Reputation: 852
I'm new to Winsock. I am writing an HTTP server and I am aiming to send a large file by reading and sending in chunks. To optimize this process, I attempt to use a nonblocking socket where I read the next chunk from the disk while I send the current one.
My problem now is that I get an FD_WRITE message even when it seems the buffer should be full and my function deletes the associated data from memory prematurely. I believe this causes my responses contain less data than they should send() stops sending prematurely and the client (which is a well-known one) receives about 70% of the data. When I use blocking sockets it works fine, it's just longer.
I tried using Wget, a simple HTTP client, to get a better idea of what's going on. From what I can see, the datastream thins out when I detect WSAEWOULDBLOCK errors when checking for errors after using send(). It looks like during those sends, not all the data gets sent.
When I set the sleep time to over 2000ms after checking for the FD_WRITE message, everything works as it basically comes down to using a blocking socket. I also tried setting times around 100-200ms, but those fail as well. As it is, the condition checking for FD_WRITE always returns valid before entering the loop.
WSAEVENT event = WSACreateEvent();
const int sendBufferSize = 1024 * 64;
int connectionSpeed = 5; //estimated, in MBytes/s
const int sleepTime = sendBufferSize / (connectionSpeed * 1024 * 1024);
size = 0;
const int bufSize = 1024 * 1024 * 35;
int lowerByteIndex = 0;
int upperByteIndex = bufSize;
size = bufSize;
int totalSIZE = 0;
unsigned char* p;
unsigned char* pt;
clock_t t = std::clock();
p = getFileBytesC(resolveLocalPath(path), size, lowerByteIndex, upperByteIndex);
lowerByteIndex += bufSize;
upperByteIndex += bufSize;
totalSIZE += size;
while (upperByteIndex <= fileSize + bufSize)
{
int ret = send(socket, (char*)p, size, 0);
pt = getFileBytesC(resolveLocalPath(path), size, lowerByteIndex, upperByteIndex);
totalSIZE += size;
lowerByteIndex += bufSize;
upperByteIndex += bufSize;
if (ret == SOCKET_ERROR && WSAGetLastError() == WSAEWOULDBLOCK)
{
while (SOCKET_ERROR == WSAEventSelect(socket, event, FD_WRITE))
{
Sleep(50);
}
}
Sleep(sleepTime); //should be around 30-50ms. Wait for the buffer to be empty
delete[] p;
p = pt;
std::cout << std::endl << (std::clock() - t) / (double)CLOCKS_PER_SEC;
}
send(socket, (char*)p, size, 0);
delete[] p;
std::cout << std::endl << (std::clock() - t) / (double)CLOCKS_PER_SEC ;
if (totalSIZE == fileSize) std::cout << std::endl << "finished transfer. UBI=" << upperByteIndex;
else
{
std::cout << std::endl << "ERROR: finished transfer\r\nBytes read=" << totalSIZE;
}
Sleep(2000);
closeSocket(socket);
Upvotes: 2
Views: 1696
Reputation: 18972
The TransmitFile
function exists to solve exactly this problem for you. It does the whole thing entirely in kernel mode so it's always going to beat a hand-crafted version.
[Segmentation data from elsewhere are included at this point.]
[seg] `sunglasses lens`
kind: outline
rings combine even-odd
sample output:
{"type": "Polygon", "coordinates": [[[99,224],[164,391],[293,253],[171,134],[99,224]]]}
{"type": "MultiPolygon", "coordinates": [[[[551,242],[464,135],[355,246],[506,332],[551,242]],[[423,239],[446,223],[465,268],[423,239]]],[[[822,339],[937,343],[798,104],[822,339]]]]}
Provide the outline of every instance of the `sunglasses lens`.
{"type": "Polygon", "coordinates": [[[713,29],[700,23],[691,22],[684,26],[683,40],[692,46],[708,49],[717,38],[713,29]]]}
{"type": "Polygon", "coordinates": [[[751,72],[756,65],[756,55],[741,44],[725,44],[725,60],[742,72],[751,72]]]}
https://msdn.microsoft.com/en-us/library/windows/desktop/ms740565(v=vs.85).aspx
Edit: On Linux there's the somewhat similar sendfile
call.
http://linux.die.net/man/2/sendfile
(The ubiquity of web servers helped to motivate OS designers to solve this problem.)
Upvotes: 2
Reputation: 311039
You can't write correct non-blocking send()
code without storing the value returned in a variable. It is the number of bytes actually sent. You can't assume the entire buffer was sent in non-blocking mode.
If send()
returns -1 with WSAGetLastError() == WSAEWOULDBLOCK
or whatever it is, then is the time to call WSASelect(),
or WSAEVENTSelect()
if you must, but with a timeout. Otherwise, i.e. if it returns a positive count, you should just advance your offset and decrement your length by the amount sent and repeat until there is nothing left to send.
Your sleeps are just literally a waste of time.
But I would question the whole approach. Sending on a blocking-mode socket is asynchronous anyway. There is little to be gained by your present approach. Just read the file in chunks and send the chunks in blocking mode.